Asking MEMORY.DMP and Volatility to make up

volatility:forensics

A few days ago I've posted RE category write-ups from the KnightCTF 2023. Another category I've looked at – quite intensely at that – was forensics. While this blog post isn't a write-up for that category, I still wanted (and well, was asked to actually) write down some steps I took to make Volatility work with MEMORY.DMP file provided in the "Take care of this" challenge series. Or actually steps I took to convert MEMORY.DMP into something volatility could work with. I have to add that I didn't get the flags for these challenges*, so again, this isn't a write-up.
* It turned out that the flags weren't based on the MEMORY.DMP – the sole resource provided – at all due to an oversight in challenge creation. It was a pretty amusing situation we've learnt about after the CTF, but what can you do.

Let's start by stating the problem: neither Volatility 2 nor Volatility 3 were able to use MEMORY.DMP as input. WinDBG on the other hand had no issues at all, so we knew the file was correct.

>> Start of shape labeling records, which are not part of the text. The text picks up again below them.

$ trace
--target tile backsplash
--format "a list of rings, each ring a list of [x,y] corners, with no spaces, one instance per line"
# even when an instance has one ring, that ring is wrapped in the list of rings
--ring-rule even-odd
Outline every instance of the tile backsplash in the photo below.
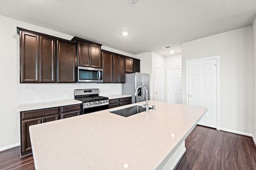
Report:
[[[19,83],[18,104],[74,99],[74,90],[83,89],[99,89],[103,96],[122,94],[121,83]]]

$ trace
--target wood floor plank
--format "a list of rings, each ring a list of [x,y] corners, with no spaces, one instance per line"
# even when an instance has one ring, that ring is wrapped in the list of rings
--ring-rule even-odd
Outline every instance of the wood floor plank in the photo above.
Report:
[[[251,137],[198,125],[185,143],[186,151],[176,170],[256,169],[256,148]],[[20,149],[0,152],[0,170],[35,169],[32,155],[20,158]]]
[[[185,140],[186,152],[176,170],[255,170],[251,137],[196,126]]]

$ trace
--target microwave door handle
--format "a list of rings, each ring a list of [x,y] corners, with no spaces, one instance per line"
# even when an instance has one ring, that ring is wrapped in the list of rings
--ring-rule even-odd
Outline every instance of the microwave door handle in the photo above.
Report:
[[[98,71],[98,79],[100,80],[100,71]]]

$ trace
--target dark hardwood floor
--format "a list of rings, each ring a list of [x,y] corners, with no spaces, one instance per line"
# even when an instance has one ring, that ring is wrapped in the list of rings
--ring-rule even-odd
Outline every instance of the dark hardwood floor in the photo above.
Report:
[[[20,146],[0,152],[0,170],[35,169],[32,155],[20,158]]]
[[[252,138],[196,126],[185,140],[178,170],[256,170]]]
[[[256,170],[251,137],[198,125],[185,143],[186,152],[176,170]],[[34,169],[32,156],[20,158],[20,147],[0,152],[0,170]]]

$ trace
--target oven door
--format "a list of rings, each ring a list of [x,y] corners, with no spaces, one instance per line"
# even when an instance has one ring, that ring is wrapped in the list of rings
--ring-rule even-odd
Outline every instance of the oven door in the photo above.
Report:
[[[108,105],[104,105],[103,106],[96,106],[94,107],[90,107],[89,108],[84,109],[83,114],[87,114],[92,112],[97,112],[98,111],[102,111],[108,109]]]
[[[102,69],[78,66],[77,81],[78,82],[101,83],[103,81]]]

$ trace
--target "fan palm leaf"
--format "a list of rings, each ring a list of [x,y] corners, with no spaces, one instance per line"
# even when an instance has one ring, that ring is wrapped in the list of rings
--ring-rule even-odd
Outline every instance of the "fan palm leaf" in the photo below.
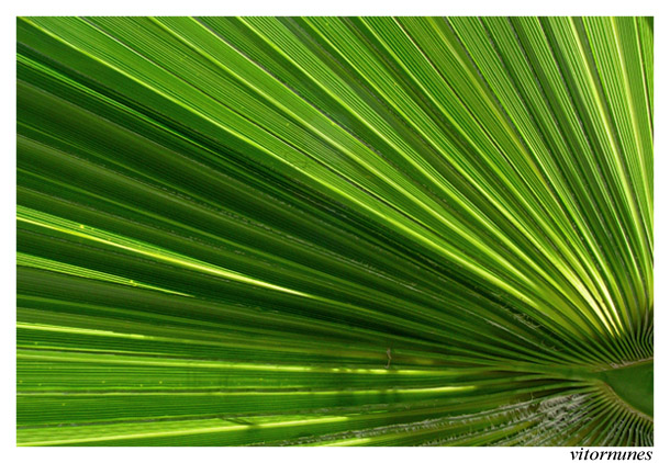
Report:
[[[652,444],[644,18],[18,20],[18,443]]]

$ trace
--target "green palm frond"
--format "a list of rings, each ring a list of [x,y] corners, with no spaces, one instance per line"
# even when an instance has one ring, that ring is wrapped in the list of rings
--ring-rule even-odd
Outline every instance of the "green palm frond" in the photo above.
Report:
[[[18,20],[20,445],[651,445],[645,18]]]

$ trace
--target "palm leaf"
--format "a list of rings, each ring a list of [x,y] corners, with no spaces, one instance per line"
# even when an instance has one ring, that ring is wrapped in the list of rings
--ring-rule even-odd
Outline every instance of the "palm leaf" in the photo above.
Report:
[[[652,23],[18,20],[18,443],[650,445]]]

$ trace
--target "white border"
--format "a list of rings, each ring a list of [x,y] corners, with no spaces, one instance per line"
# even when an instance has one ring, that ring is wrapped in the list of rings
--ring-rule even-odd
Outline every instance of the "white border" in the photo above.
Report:
[[[407,462],[432,460],[437,462],[569,462],[569,448],[361,448],[361,449],[252,449],[252,448],[67,448],[18,449],[15,447],[15,39],[18,15],[654,15],[655,19],[655,205],[656,205],[656,394],[655,442],[651,461],[668,462],[668,310],[670,307],[670,143],[668,126],[668,32],[667,16],[661,1],[589,1],[560,0],[559,2],[525,1],[448,1],[405,0],[391,4],[381,0],[335,0],[315,2],[308,0],[244,0],[228,3],[225,0],[186,2],[114,0],[56,0],[15,2],[4,0],[0,30],[2,41],[2,121],[5,136],[2,142],[3,165],[0,169],[2,188],[2,460],[7,462],[130,462],[156,460],[181,462],[206,459],[208,461],[265,461],[340,463],[354,462]],[[7,4],[9,3],[9,4]],[[593,449],[598,450],[598,449]],[[623,449],[621,449],[623,450]]]

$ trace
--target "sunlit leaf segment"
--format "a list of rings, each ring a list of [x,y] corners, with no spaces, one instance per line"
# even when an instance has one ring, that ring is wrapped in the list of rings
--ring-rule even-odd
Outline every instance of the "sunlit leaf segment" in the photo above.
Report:
[[[18,20],[20,445],[650,445],[643,18]]]

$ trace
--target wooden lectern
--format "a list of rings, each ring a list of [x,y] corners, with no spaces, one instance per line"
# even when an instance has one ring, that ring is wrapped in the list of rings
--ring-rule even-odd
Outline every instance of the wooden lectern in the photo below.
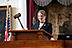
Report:
[[[13,41],[16,40],[50,40],[53,37],[43,29],[40,30],[10,30]]]

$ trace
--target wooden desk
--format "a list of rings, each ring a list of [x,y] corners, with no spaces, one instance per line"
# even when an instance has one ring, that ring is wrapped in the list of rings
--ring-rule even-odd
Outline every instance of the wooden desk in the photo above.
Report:
[[[43,29],[40,30],[10,30],[15,40],[50,40],[52,35]]]
[[[0,48],[64,48],[63,40],[20,40],[0,42]]]

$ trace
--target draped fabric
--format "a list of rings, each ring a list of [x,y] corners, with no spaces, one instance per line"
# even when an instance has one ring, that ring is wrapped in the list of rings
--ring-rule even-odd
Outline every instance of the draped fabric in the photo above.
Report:
[[[68,6],[72,4],[72,0],[57,0],[60,4]]]
[[[52,0],[34,0],[39,6],[47,6]]]

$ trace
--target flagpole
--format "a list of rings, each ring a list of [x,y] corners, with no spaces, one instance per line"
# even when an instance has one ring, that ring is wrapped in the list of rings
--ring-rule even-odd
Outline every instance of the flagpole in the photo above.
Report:
[[[7,18],[6,18],[5,41],[7,41],[7,38],[8,38],[8,27],[7,27],[7,25],[8,25],[8,9],[9,9],[8,1],[9,1],[9,0],[7,0],[7,12],[6,12]]]

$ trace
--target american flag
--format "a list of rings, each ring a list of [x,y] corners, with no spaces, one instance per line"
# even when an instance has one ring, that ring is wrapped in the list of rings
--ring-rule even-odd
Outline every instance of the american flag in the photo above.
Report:
[[[7,5],[6,12],[6,22],[5,22],[5,41],[11,41],[11,32],[10,31],[10,15],[9,15],[9,5]]]

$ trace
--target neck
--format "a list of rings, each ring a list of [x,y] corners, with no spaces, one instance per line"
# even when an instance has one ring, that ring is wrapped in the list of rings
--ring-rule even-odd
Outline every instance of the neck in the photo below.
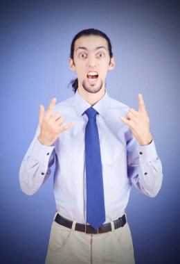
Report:
[[[95,94],[92,92],[88,92],[85,91],[84,89],[78,89],[78,94],[89,104],[93,106],[97,103],[103,96],[105,94],[105,88],[102,88],[100,90]]]

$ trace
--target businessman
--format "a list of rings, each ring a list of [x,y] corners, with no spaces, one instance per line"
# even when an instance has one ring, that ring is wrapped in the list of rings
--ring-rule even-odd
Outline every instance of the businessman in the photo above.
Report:
[[[132,186],[151,197],[161,188],[161,163],[143,96],[135,110],[108,95],[105,81],[115,62],[106,34],[79,32],[69,59],[75,94],[58,104],[53,98],[46,112],[40,106],[19,180],[33,195],[55,163],[57,212],[46,264],[134,263],[125,213]]]

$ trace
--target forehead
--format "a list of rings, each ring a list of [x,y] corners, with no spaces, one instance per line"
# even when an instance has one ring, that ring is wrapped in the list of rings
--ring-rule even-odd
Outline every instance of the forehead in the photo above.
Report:
[[[107,40],[99,35],[83,35],[80,37],[75,42],[75,51],[78,47],[84,47],[89,50],[93,50],[97,47],[105,47],[108,50]]]

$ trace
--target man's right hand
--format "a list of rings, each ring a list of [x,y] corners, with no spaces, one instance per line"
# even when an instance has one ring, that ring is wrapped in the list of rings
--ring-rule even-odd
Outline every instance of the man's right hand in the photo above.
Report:
[[[71,128],[74,125],[74,123],[72,122],[64,126],[61,126],[64,122],[64,118],[61,116],[60,113],[56,113],[54,115],[52,114],[52,110],[55,103],[56,99],[53,98],[49,104],[46,113],[44,106],[40,106],[39,117],[40,134],[37,138],[42,144],[46,146],[51,146],[55,142],[62,131]]]

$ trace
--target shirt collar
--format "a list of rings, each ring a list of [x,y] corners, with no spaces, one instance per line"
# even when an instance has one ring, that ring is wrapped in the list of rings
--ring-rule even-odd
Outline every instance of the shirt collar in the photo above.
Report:
[[[78,93],[77,90],[74,95],[74,106],[78,113],[78,115],[80,117],[87,109],[91,107],[91,105],[89,104],[81,95]],[[109,95],[107,90],[105,91],[105,94],[101,98],[96,104],[93,106],[93,108],[98,112],[102,117],[105,118],[107,108],[109,105]]]

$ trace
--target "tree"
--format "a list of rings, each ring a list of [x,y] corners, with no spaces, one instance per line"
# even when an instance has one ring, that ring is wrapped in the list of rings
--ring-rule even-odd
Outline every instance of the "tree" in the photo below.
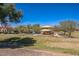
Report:
[[[9,23],[20,22],[22,11],[17,10],[15,4],[0,4],[0,23],[7,26]]]
[[[75,31],[76,26],[77,26],[77,23],[72,20],[60,22],[61,30],[64,32],[64,34],[68,32],[68,37],[71,37],[71,34],[72,32]]]
[[[33,29],[33,31],[35,32],[35,33],[40,33],[40,25],[39,24],[34,24],[33,26],[32,26],[32,29]]]
[[[28,29],[28,33],[32,32],[32,25],[31,24],[27,24],[27,29]]]

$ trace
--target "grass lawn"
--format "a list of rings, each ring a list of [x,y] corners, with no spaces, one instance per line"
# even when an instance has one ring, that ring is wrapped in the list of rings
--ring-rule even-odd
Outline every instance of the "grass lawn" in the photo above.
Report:
[[[76,38],[57,38],[49,35],[33,36],[32,34],[0,34],[0,41],[7,40],[8,38],[12,37],[30,37],[33,38],[33,40],[36,40],[36,42],[33,46],[24,46],[24,48],[41,49],[61,53],[68,53],[71,55],[79,55],[79,32],[74,32],[73,36]]]

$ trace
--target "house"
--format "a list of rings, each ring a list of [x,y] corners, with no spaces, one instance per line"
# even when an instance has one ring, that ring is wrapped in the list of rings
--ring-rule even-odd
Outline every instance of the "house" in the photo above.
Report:
[[[10,26],[1,26],[0,27],[0,33],[12,33],[13,30],[14,29]]]
[[[44,35],[50,35],[50,34],[53,34],[53,31],[52,31],[52,26],[42,26],[41,27],[41,34],[44,34]]]

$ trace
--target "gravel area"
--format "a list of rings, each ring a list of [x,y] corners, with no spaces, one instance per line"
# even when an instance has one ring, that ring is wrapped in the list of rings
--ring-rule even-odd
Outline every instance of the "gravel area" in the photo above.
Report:
[[[69,54],[37,49],[0,49],[0,56],[69,56]]]

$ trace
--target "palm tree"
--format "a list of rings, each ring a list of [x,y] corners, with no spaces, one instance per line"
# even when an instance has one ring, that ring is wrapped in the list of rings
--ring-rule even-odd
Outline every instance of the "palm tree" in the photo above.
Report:
[[[9,23],[20,22],[22,11],[17,10],[15,4],[0,4],[0,23],[7,25]]]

$ python2 vol.py --profile Win7SP1x64 -f ../MEMORY.DMP pslist
Volatility Foundation Volatility Framework 2.6
No suitable address space mapping found
Tried to open image as:
 MachOAddressSpace: mac: need base
 LimeAddressSpace: lime: need base
 WindowsHiberFileSpace32: No base Address Space
 WindowsCrashDumpSpace64BitMap: No base Address Space
 WindowsCrashDumpSpace64: No base Address Space
...

If you're unfamiliar with Volatility, it's an open-source forensics framework written in Python 2 and Python 3 respectively, which allows an investigator to run queries on computer system's memory dumps. Technically it understands internal Windows and Linux kernel memory objects and can walk through them to do stuff like listing running processes, dumping console buffers or the content of the clipboard, digging through the registry (it's in-memory version), etc. See this example for instance. Pretty neat tool!

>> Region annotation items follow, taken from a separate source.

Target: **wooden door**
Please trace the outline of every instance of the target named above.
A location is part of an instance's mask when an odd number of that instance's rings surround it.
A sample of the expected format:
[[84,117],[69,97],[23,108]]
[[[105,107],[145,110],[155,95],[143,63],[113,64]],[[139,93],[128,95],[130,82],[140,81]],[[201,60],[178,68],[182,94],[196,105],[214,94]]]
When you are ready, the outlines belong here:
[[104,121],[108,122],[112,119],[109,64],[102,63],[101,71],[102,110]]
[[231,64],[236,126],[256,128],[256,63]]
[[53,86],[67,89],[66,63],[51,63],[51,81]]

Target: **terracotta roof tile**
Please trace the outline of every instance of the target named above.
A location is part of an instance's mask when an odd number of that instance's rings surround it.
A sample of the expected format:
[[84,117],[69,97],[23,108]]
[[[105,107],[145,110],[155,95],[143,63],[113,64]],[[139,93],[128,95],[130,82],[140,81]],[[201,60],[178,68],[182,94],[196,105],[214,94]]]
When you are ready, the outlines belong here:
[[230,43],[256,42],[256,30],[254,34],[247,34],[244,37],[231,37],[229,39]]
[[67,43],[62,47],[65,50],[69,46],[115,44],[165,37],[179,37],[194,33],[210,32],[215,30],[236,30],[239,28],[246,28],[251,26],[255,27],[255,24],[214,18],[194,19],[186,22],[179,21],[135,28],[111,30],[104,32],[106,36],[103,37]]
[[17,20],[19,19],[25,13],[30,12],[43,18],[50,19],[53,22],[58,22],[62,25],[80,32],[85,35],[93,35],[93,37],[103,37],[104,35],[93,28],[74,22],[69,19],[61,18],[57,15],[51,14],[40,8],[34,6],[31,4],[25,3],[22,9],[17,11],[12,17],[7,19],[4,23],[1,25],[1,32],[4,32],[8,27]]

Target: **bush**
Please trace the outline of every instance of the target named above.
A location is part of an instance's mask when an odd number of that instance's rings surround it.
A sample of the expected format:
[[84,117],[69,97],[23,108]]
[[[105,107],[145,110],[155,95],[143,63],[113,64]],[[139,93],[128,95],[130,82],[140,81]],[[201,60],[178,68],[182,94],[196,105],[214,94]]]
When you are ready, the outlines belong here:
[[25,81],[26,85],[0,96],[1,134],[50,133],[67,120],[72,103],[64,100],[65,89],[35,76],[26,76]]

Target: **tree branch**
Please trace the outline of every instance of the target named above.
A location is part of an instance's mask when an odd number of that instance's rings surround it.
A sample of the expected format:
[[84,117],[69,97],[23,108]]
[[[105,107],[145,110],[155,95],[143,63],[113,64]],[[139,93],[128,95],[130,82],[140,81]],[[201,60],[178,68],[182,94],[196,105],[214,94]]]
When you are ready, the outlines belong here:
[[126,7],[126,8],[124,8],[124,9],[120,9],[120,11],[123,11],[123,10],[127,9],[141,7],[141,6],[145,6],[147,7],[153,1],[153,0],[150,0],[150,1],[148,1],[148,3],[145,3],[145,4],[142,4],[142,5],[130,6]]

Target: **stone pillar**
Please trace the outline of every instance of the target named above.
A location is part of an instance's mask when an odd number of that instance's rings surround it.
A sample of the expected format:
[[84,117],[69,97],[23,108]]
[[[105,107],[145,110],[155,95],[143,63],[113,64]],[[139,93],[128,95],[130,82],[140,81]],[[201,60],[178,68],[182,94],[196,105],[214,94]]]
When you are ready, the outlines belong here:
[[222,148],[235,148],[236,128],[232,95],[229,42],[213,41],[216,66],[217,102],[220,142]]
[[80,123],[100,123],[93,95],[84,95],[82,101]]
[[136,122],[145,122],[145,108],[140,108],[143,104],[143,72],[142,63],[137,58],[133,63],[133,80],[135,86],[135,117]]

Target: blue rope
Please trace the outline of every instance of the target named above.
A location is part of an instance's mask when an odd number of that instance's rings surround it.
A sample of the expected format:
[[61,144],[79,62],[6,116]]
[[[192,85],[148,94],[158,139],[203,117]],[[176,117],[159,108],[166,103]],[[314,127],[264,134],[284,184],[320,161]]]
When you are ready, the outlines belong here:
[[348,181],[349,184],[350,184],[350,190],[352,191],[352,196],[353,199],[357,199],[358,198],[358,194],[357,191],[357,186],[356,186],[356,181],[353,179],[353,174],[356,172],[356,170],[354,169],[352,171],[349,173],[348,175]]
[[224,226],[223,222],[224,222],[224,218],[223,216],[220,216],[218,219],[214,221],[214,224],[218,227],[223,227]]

Some theory on how Volatility works

As said, the input is a system memory dump. These however come in different shapes and sizes, depending on how one might have acquired it. For example, the one common source is a Blue Screen of Death-time automatic memory dump creation – it's usual purpose is to allow folks to put it in WinDBG and figure out why the system crashed. Another typical example includes providing a raw dump of physical memory – these can be acquired in a multitude of ways, though they don't really include any useful metadata (will get to this later). Either way, usually what you get is a dump of physical memory – physical being the keyword here.

Physical memory however won't do. That's because the great majority of the kernel structures – as well as literally everything in user-land – operates on virtual memory. So the first thing volatility has to do is basically load the proper parser for the given input format and then provide a virtual memory view for it. This can of course be done easily based on the page table structure which maps virtual addresses to physical addresses.

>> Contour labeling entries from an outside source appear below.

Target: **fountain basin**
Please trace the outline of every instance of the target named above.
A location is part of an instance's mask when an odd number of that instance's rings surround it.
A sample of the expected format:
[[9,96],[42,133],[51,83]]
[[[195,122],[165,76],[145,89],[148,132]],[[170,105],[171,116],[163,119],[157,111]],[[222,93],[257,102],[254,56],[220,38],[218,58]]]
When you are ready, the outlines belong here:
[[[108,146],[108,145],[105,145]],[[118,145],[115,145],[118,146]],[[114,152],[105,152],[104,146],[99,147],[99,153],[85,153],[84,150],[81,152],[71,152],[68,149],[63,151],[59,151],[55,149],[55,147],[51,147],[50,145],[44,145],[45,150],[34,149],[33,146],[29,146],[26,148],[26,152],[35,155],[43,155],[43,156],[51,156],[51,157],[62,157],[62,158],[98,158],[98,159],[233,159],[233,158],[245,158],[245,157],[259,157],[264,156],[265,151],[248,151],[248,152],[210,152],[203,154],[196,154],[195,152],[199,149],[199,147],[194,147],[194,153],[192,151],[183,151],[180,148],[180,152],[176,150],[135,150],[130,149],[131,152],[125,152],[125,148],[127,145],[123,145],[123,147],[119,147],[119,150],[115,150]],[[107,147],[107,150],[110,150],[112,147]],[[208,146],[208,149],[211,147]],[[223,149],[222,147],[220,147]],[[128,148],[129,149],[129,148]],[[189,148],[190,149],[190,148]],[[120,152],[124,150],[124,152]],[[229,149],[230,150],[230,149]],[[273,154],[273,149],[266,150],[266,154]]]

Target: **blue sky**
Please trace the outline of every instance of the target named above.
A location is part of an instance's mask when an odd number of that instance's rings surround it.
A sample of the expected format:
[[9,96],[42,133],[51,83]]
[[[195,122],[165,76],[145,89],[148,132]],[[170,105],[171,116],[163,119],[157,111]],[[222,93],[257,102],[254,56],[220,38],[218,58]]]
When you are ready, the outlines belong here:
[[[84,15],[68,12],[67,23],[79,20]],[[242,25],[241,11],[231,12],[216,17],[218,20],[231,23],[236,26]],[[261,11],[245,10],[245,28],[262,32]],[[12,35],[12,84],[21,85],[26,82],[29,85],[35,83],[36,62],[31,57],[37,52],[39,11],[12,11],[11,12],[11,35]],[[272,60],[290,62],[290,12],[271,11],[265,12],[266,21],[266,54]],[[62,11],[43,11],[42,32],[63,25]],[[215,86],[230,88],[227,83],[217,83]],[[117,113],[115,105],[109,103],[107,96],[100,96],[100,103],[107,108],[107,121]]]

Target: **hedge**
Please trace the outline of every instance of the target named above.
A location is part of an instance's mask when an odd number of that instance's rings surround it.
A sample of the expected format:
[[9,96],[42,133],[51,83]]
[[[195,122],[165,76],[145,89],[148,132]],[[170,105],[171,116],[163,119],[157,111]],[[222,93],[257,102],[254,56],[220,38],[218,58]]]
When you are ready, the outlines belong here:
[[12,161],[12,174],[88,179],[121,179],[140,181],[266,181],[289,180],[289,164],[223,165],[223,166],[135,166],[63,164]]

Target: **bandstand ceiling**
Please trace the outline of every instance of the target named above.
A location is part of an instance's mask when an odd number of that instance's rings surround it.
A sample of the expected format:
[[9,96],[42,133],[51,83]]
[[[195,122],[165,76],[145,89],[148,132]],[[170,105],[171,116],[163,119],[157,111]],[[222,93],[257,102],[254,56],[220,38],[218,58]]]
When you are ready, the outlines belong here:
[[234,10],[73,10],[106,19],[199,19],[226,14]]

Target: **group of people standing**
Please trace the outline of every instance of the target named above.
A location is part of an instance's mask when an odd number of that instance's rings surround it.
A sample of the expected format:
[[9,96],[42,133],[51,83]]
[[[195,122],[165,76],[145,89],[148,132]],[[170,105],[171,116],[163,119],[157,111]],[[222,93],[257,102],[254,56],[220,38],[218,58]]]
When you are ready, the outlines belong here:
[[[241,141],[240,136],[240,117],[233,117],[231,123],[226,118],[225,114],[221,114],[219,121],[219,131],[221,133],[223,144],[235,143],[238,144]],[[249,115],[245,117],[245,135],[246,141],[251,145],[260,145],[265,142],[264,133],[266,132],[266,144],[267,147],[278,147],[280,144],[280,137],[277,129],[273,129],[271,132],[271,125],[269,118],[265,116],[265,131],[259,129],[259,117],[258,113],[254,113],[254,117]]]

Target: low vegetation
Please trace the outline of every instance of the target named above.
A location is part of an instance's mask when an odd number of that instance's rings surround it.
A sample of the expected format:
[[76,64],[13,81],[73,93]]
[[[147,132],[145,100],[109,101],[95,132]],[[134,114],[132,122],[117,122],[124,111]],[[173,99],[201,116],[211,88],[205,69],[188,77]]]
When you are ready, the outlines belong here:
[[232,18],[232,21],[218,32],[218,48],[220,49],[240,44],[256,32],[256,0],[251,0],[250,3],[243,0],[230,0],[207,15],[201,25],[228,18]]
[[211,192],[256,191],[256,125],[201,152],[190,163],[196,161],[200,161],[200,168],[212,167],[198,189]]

One important thing to note here is that there isn't just one page table structure in memory. There are a lot of them – usually one per process, though in some cases even each thread might have one. That's OK however, since even if you find only a single page table in memory you'll be able to access the process/task/thread list, and these in turn hold physical addresses of their respective page tables. This means that each process/task/thread "sees different things" in memory, though usually at least the kernel part is seen by all of them in the same way.

Once Volatility has a virtual memory view it can proceed to do the required analysis by finding and walking through the aforementioned kernel structures. Of course each kernel version might have a bit different looking internal structures – this is best observed either on ReWolf's Terminus project website (_EPROCESS example) or Svitlana Storchak's / Sergey Podobry's Vergilius project website (_EPROCESS example again). To handle these differences Volatility 2 uses per-version profiles, which in turn refer to vtypes – these are kernel structure definitions in Python form:

ntkrnlmp_types = {
...
'_EPROCESS' : [ 0x4f8, {
  'Pcb' : [ 0x0, ['_KPROCESS']],
  'ProcessLock' : [ 0x160, ['_EX_PUSH_LOCK']],
  'CreateTime' : [ 0x168, ['_LARGE_INTEGER']],
...

In case you're missing a profile for a Windows version and want to use Volatility 2, you can use the pdb_tpi_vtypes.py script from pdbparse to get them. Note that you will need the PDB (debugging symbols) file for kernel in question, but just loading a MEMORY.DMP into WinDBG will automatically download it for you (hint: setup on-disk cache so it's actually saved on disk). Then just run something like:

pdb_tpi_vtypes.py ../../../ntkrnlmp.pdb/DADDB88936DE450292977378F364B1101/ntkrnlmp.pdb > win7_sp1_x64_24214_vtypes.py

and you have vtypes ready to go. Note that you need to copy the vtypes in the proper directory (volatility/plugins/overlays/windows/) and tweak profile files a bit to make sure these are actually used. E.g. in this case that would amount to adding the following class in volatility/plugins/overlays/windows/win7.py (yes, you need Volatility 2's source code):

class Win7SP1x64_24214(obj.Profile):
    """ A Profile for Windows 7 SP1 x64 (6.1.7601.24214 / ???) """
    _md_memory_model = '64bit'
    _md_os = 'windows'
    _md_major = 6
    _md_minor = 1
    _md_build = 7601
    _md_vtype_module = 'volatility.plugins.overlays.windows.win7_sp1_x64_24214_vtypes'
    _md_product = ["NtProductWinNt"]

Other changes might also be needed – I didn't explore this fully since it turned out in my case other profiles from "nearby" versions also work well enough (I ended up using plain old Win7SP1x64).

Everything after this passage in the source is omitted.